The noun reason is used a few different ways. Sometimes it refers to a justification, as in, I dare you to give me one good reason for quitting school! Other times it refers to a cause or basis for some belief, action, fact, or event: The legislator said the reason for the new bill was to reinvigorate the local economy. The synonym rationale is closer to the latter, but it implies a more detailed exposition of thought or logic. When someone asks for a rationale, chances are that they aren’t expecting an excuse or justification. More likely, they hope to understand the thought process or the fundamental reasons that serve to account for something.
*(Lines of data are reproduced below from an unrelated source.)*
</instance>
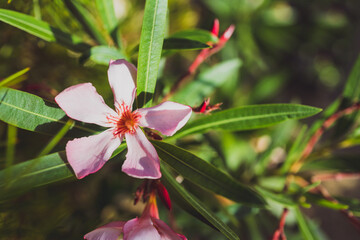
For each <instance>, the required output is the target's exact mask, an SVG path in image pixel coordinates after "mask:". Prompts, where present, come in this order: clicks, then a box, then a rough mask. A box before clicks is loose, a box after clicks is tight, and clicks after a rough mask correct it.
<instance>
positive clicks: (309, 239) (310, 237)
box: [294, 207, 318, 240]
mask: <svg viewBox="0 0 360 240" xmlns="http://www.w3.org/2000/svg"><path fill="white" fill-rule="evenodd" d="M294 210H295V215H296V219H297V221H298V223H299V227H300V231H301V233H302V235H303V238H304V239H307V240H316V239H318V238H317V237H316V236H315V235H314V234H313V232H312V230H311V229H310V226H309V222H308V221H307V220H306V219H305V217H304V216H303V214H302V213H301V211H300V208H299V207H295V208H294Z"/></svg>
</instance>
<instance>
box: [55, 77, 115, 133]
mask: <svg viewBox="0 0 360 240" xmlns="http://www.w3.org/2000/svg"><path fill="white" fill-rule="evenodd" d="M55 101H56V103H57V104H58V105H59V106H60V107H61V109H62V110H64V111H65V113H66V115H68V116H69V117H71V118H73V119H75V120H79V121H83V122H86V123H95V124H98V125H100V126H103V127H109V123H108V121H107V119H106V116H107V115H113V116H116V115H117V114H116V113H115V111H114V110H112V109H111V108H109V107H108V106H107V105H106V104H105V102H104V99H103V98H102V97H101V96H100V95H99V94H98V93H97V92H96V89H95V87H94V86H93V85H92V84H91V83H82V84H77V85H75V86H72V87H69V88H67V89H65V90H64V91H62V92H61V93H59V94H58V95H57V96H56V97H55Z"/></svg>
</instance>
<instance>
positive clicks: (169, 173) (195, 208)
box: [161, 166, 239, 240]
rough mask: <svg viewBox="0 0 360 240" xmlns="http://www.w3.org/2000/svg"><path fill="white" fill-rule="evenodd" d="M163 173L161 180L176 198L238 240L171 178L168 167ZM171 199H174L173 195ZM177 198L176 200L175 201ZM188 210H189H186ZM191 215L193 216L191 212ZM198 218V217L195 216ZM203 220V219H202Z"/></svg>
mask: <svg viewBox="0 0 360 240" xmlns="http://www.w3.org/2000/svg"><path fill="white" fill-rule="evenodd" d="M161 172H162V174H163V177H162V178H161V179H162V180H163V182H164V184H165V185H166V188H167V189H169V190H170V192H175V193H176V198H181V200H180V201H182V202H185V203H187V204H188V205H190V206H191V208H192V209H193V210H195V211H196V212H197V213H198V214H200V215H201V216H202V217H203V218H205V219H206V220H207V221H208V222H209V223H211V226H213V227H215V228H216V229H218V230H219V231H220V232H221V233H222V234H224V236H226V237H227V238H228V239H237V240H239V237H238V236H237V235H236V234H235V233H234V232H233V231H232V230H231V229H230V228H229V227H228V226H227V225H226V224H225V223H223V222H222V221H221V220H220V219H219V218H218V217H217V216H216V215H215V214H214V213H212V212H211V211H210V210H209V209H208V208H207V207H206V206H205V205H204V204H203V203H201V202H200V201H199V200H198V199H196V198H195V197H194V196H193V195H191V194H190V193H189V192H187V191H186V190H185V189H184V188H183V187H182V186H181V185H180V184H179V183H178V182H176V180H175V179H174V178H173V176H171V174H170V173H169V172H168V170H167V169H166V167H164V166H163V167H162V168H161ZM170 197H173V195H171V196H170ZM176 198H175V199H174V200H175V201H177V200H176ZM185 210H187V209H185ZM190 214H193V213H192V212H190ZM195 216H196V215H195ZM200 220H202V219H200Z"/></svg>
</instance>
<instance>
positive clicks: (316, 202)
mask: <svg viewBox="0 0 360 240" xmlns="http://www.w3.org/2000/svg"><path fill="white" fill-rule="evenodd" d="M305 196H306V200H307V201H308V202H310V203H314V204H316V205H319V206H322V207H326V208H331V209H335V210H341V209H348V208H349V206H348V205H346V204H342V203H339V202H334V201H329V200H327V199H325V198H324V197H323V196H320V195H316V194H311V193H307V194H306V195H305Z"/></svg>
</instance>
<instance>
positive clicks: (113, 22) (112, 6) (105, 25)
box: [96, 0, 118, 33]
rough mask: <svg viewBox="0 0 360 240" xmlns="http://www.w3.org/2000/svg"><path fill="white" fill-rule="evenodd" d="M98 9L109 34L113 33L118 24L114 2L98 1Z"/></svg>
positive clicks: (98, 0) (102, 0)
mask: <svg viewBox="0 0 360 240" xmlns="http://www.w3.org/2000/svg"><path fill="white" fill-rule="evenodd" d="M96 7H97V9H98V12H99V14H100V17H101V20H102V22H103V23H104V27H105V29H106V30H107V31H108V33H111V32H112V31H113V30H114V28H115V27H116V25H117V24H118V20H117V18H116V15H115V10H114V9H115V8H114V3H113V0H96Z"/></svg>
The adjectives equivalent and tantamount imply a correspondence between two or more things. Equivalent is the more general term, and it has a wider application. You might encounter it used in the context of quantities or measurements; in a recipe, for instance, if you substitute one ingredient for another, you might use an equivalent amount of the substitute. Tantamount is a far less common word, and it is used to talk about immaterial things that are equivalent in value, force, effect, or signification. The correspondence implied by tantamount is a little looser and open to interpretation—and this descriptor is almost always used with the preposition to, as in, His angry speech was tantamount to a declaration of war.
There are many ways to write. You can do so meticulously with elegant, precise penmanship, or you can scrawl—which is pretty much the opposite. The verb scrawl is defined as “to write awkwardly, carelessly, or illegibly.” If you hastily scrawl your name across a blackboard, you are writing it in a sprawling, awkward manner. The origin of this word is uncertain, but it may have been influenced by an earlier use of scrawl to mean “to scramble or crawl.” The hurried disorderliness inherent in scramble, which shares the first three letters with scrawl, is indeed what sets scrawl apart from other more measured synonyms for write, such as draft, compose, and pen.